旧事不堪回首,教人肝肠寸断,心如刀割。
从往事中出来的韩辉盯着眼前的孙儿,面色凝重的说道:“养寇自重,自古皆然,不过是历史的常态罢了。”
“万松为人阴险狡诈,又惯于投机取巧,能做出这些事也不足为奇,可若将他逼入绝境,焉知他能做出什么更疯狂的事来,狗入穷巷,必将反扑啊!”
韩敛不以为然:“祖父,即便我们放过他,他就会放过我们吗?这些年他明里暗里干了多少见不得人的龌蹉勾当,又使了多少上不得台面的鬼蜮伎俩。贪赃枉法,鱼肉百姓,勾结权贵,屡屡与我韩家做对,如今竟还与沾染私盐私铁,他万松究竟想干嘛?”
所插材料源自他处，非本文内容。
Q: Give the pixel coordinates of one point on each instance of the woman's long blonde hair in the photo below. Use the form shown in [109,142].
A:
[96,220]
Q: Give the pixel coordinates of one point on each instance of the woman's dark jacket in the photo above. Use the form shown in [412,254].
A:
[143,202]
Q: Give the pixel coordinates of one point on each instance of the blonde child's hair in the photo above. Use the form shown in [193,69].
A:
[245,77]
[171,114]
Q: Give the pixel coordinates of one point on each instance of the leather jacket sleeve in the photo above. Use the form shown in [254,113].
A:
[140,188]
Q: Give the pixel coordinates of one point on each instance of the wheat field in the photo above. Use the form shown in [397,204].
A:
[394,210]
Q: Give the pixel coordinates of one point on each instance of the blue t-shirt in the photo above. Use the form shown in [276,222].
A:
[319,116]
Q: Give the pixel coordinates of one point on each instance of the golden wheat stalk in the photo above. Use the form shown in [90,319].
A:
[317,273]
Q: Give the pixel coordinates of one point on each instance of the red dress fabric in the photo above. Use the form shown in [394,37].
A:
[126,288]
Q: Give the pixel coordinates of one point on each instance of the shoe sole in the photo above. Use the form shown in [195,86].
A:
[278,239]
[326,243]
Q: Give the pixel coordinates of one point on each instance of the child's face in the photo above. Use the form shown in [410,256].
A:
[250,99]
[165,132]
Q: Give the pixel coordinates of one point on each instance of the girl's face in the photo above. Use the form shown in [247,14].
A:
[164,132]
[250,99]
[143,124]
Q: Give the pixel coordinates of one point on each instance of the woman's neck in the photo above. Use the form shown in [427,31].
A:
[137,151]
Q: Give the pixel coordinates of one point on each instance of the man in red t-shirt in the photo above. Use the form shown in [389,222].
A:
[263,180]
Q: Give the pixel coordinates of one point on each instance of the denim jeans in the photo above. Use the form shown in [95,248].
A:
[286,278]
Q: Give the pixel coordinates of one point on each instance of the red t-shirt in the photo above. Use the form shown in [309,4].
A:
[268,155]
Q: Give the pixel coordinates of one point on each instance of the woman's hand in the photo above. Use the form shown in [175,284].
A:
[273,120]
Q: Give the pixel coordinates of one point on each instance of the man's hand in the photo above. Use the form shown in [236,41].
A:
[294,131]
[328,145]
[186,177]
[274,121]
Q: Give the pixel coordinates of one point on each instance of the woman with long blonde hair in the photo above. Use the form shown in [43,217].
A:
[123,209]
“还有四年前叶家之事,叶叔自微末时就跟随你,这么多年南征北战,忠心耿耿,他的为人军中谁不清楚,这样的人怎会通匪?万松凭一张嘴就将他置于万劫不复之地,还有叶家老老小小几十人,藏得好好的又怎会那么巧就被仇恨熏红了眼的百姓发现。”
“狗东西贼子野心,阴狠毒辣,终有一日会对我韩家下手,既如此,不如先发制人将他连根拔起,以绝后患。”
提及叶锡,韩辉终是无言,他这一生若说还有什么遗憾,其一便是至今还未能替叶锡翻案。
前尘往事涌上心头,韩辉黯然神伤:“走吧,去会会那匪首。”
松江府衙门发生了一件大事,不睦已久的松江府官员和地方驻军韩家第一次起了正面冲突,据说起因是军中数名士兵的家眷遭人掳掠,家属到官府报案,衙门百般推诿置之不理,受害者求告无门,无奈之下联合了十数名失踪人员亲眷告到了韩大将军面前,后经军中探查,此事或与鲸鲨帮匪寇有关。
事关剿匪,又涉及军中将士,韩家军便派了一队人马在衙门前声势浩大的查起了案,消息传开后激起了千层浪。
城中各大客栈和书肆顷刻就挤满了人,热闹非凡,说书人也不知从何得知了这些只有官府才知晓的隐秘之事,从海边女尸案的细节到衙门反常的态度,再到韩家军彻查此案的决心,讲的事无巨细,仿若身临其境亲身经历过,引得在场百姓潸然泪下义愤填膺,大骂狗官尸位素餐,而后奔相告走,将此事传的沸沸扬扬。
不过短短两日功夫,邻近几县的百姓都知晓了此事,从而掀起了更大的风浪,当然,这是后话。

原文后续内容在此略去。